I'm working with a new worship ministry through [for anonymity...I'll not disclose the name of the church], and they are asking me to audition band members. I have met with some of them and have reviewed their applications, and while they may be talented musicians, some of them lack the spiritual maturity I was asked to discern. I was wondering if you have any suggestions as to how you respond to applicants who may be talented but not as spiritually mature as you would like, when auditioning for the worship team.
Some leaders might not be too thrilled about the prospect of auditioning worship team members. Before Hope College, I had never formally auditioned anyone. There are several liabilities in the audition process that I'll let you imagine for your own circumstances.

I'll point out a few benefits however:

First, over the years, the process has clarified what it is that we need in each musician and team. It is one thing to have a working definition of what a church musician is on paper. It is another thing to see these expectations actually lived out in real people. It is both sobering and inspiring.

Second, auditioning raises the level of commitment, my commitment to each person and their respective commitments to the ministry. A thorough audition process earns you access into each other's lives both to encourage and also to bring correction when needed. It is difficult to challenge people to grow in their character or musical abilities if you have no relationship with them, no trust. I strongly believe in beginning relationships well. If you begin with each person well, you will ensure a steadier and substantial learning curve.

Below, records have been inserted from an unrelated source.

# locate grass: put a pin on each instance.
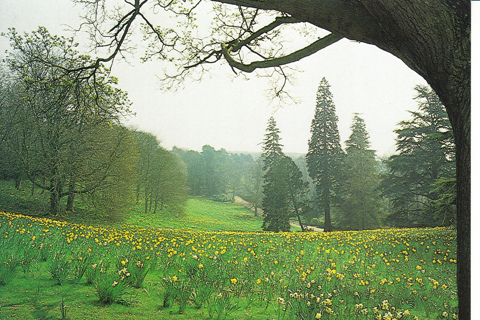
(52, 269)
(200, 214)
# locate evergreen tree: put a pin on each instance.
(360, 196)
(275, 201)
(424, 167)
(325, 153)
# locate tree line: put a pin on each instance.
(351, 188)
(61, 130)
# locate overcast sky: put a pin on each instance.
(233, 114)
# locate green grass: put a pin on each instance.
(204, 271)
(200, 214)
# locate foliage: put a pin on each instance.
(360, 195)
(54, 114)
(275, 201)
(426, 156)
(325, 154)
(162, 177)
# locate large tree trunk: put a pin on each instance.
(433, 39)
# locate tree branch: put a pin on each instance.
(275, 62)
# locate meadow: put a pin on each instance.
(61, 270)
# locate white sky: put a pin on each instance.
(233, 114)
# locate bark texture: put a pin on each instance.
(432, 37)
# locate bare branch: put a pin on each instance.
(275, 62)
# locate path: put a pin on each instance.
(260, 211)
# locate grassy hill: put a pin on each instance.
(193, 266)
(200, 214)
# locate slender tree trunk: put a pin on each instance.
(295, 207)
(18, 182)
(54, 200)
(328, 220)
(71, 196)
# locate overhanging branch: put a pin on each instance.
(276, 62)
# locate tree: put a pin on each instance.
(296, 188)
(275, 190)
(411, 31)
(325, 154)
(162, 175)
(54, 114)
(360, 195)
(253, 185)
(425, 157)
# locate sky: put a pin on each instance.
(232, 113)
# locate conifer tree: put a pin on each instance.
(360, 196)
(325, 153)
(420, 183)
(275, 190)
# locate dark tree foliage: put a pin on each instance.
(53, 113)
(162, 176)
(275, 190)
(360, 196)
(421, 175)
(325, 154)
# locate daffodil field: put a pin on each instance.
(59, 270)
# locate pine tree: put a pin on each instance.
(360, 196)
(275, 190)
(325, 153)
(422, 171)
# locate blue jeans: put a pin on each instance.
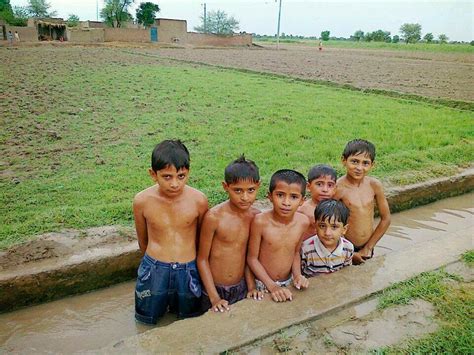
(160, 286)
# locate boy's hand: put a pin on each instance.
(357, 259)
(220, 306)
(281, 294)
(300, 282)
(365, 253)
(256, 295)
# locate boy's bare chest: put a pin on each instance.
(171, 215)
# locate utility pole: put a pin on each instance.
(278, 29)
(205, 20)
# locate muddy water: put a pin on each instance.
(94, 320)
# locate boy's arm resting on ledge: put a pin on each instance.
(203, 207)
(384, 223)
(251, 287)
(279, 294)
(208, 229)
(140, 224)
(298, 279)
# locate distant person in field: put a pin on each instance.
(10, 38)
(224, 239)
(322, 186)
(359, 193)
(328, 250)
(168, 216)
(276, 236)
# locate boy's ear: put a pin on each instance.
(344, 229)
(152, 174)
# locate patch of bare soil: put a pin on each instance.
(341, 333)
(50, 246)
(434, 75)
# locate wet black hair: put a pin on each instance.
(328, 209)
(170, 153)
(290, 177)
(241, 169)
(320, 170)
(358, 146)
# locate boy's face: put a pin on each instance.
(358, 165)
(242, 194)
(170, 180)
(330, 231)
(322, 188)
(286, 198)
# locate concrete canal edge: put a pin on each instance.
(249, 320)
(103, 264)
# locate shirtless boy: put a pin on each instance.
(167, 219)
(322, 186)
(224, 239)
(276, 236)
(359, 193)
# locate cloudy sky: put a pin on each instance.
(308, 17)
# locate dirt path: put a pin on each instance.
(435, 75)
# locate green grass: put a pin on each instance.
(423, 47)
(78, 127)
(454, 303)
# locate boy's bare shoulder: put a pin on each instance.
(144, 195)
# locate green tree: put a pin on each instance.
(72, 20)
(116, 12)
(146, 13)
(218, 22)
(358, 35)
(443, 38)
(428, 37)
(40, 8)
(411, 32)
(325, 35)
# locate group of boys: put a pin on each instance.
(236, 251)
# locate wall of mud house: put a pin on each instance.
(90, 35)
(205, 39)
(27, 34)
(126, 35)
(172, 31)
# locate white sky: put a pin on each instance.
(308, 17)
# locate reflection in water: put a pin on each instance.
(94, 320)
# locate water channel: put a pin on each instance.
(91, 321)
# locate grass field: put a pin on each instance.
(79, 124)
(423, 47)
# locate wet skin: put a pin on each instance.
(223, 242)
(275, 241)
(168, 216)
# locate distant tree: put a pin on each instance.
(325, 35)
(411, 32)
(72, 20)
(146, 13)
(40, 8)
(218, 22)
(428, 37)
(358, 35)
(443, 38)
(115, 12)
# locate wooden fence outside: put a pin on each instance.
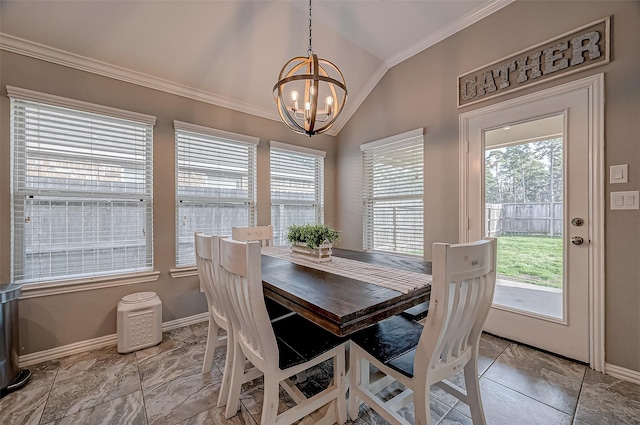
(533, 218)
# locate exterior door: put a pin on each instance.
(527, 183)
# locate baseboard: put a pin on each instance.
(95, 343)
(622, 373)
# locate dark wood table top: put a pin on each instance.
(340, 304)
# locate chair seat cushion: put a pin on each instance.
(392, 342)
(299, 340)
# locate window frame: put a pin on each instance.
(413, 139)
(20, 100)
(218, 138)
(318, 203)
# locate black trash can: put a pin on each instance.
(11, 377)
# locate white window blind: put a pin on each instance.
(82, 189)
(393, 200)
(215, 184)
(297, 188)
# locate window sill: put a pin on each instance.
(184, 272)
(35, 290)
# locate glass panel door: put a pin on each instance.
(524, 184)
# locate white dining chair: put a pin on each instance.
(208, 271)
(464, 278)
(262, 234)
(218, 318)
(280, 349)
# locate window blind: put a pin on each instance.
(81, 192)
(393, 195)
(215, 184)
(297, 188)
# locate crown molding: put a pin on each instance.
(82, 63)
(448, 30)
(354, 103)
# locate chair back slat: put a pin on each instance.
(461, 296)
(210, 284)
(241, 277)
(262, 234)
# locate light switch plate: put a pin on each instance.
(619, 173)
(625, 200)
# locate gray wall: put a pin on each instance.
(53, 321)
(421, 92)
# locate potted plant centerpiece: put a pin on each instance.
(312, 241)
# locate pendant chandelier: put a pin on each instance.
(302, 84)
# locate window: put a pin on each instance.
(81, 190)
(393, 190)
(297, 188)
(215, 184)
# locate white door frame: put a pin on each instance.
(595, 86)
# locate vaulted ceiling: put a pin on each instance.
(230, 53)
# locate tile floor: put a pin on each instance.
(163, 385)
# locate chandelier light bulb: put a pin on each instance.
(329, 105)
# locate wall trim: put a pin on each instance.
(622, 373)
(60, 57)
(100, 342)
(45, 289)
(82, 63)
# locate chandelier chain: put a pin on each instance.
(310, 50)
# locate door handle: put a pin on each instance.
(577, 240)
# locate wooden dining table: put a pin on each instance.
(340, 304)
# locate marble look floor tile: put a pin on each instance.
(215, 416)
(24, 407)
(490, 349)
(182, 398)
(170, 339)
(370, 416)
(127, 410)
(608, 400)
(177, 360)
(541, 376)
(201, 330)
(86, 390)
(579, 422)
(252, 396)
(504, 406)
(103, 360)
(453, 417)
(43, 373)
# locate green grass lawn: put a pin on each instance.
(530, 259)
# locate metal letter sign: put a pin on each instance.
(577, 50)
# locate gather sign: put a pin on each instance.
(577, 50)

Third, the audition process has forced me to become a better leader. If I pry into each person's life, question their gifting and character, then I must be someone who deserves their trust. Who am I? Why should I have the power to recruit and reject people? Why should I have the right to correct someone's artistic sensibilities or challenge their spiritual growth? This is the humbling/sobering part: I have to continue to be strong enough, to love well, to serve, to be patient and kind yet decisive and consistent.

I realize I haven't yet answered the question posted above. What I've shared so far is the context--some assumptions that I need to explain in order to give a more substantial answer.

So this is some of what I can put in print to describe what I'm looking for in worship musicians:

We should call all of our musicians to worship leadership. They should at some level desire to not just play music but to also want to direct that music toward God. We don't need warm bodies who can ice the guitar riff; we need willing hearts.

Now with that said, I don't expect all of my musicians to be to most spiritually mature students on campus. In fact part of my joy is watching many deepen their faith from year to year. Being on the worship team is hopefully a life changing experience. It is okay for people to be on the team who are struggling in various ways. A good audition process allows me to name those struggles and enter into them with each student. If during the audition process I discover that a person is not interested in growing spiritually, if there is not an inkling that this person could at some point be able to ask for and receive prayer, then they will probably not be a good fit.

You will need a good core of strong believers, people who have a proven track record of consistently practicing their faith. You'll need the help of these stronger leaders. Perhaps you invite these persons into a smaller core leadership team to pray and plan. You need to have team members who can give you reliable positive and critical feedback on song selection and your leadership among other things. You need to be teachable yourself and without a strong contingent of reliable people, you won't be able to continue growing yourself through the accountability of these core leaders.

Ideally, you'll have a healthy balance of more mature Christians and others who are on the journey.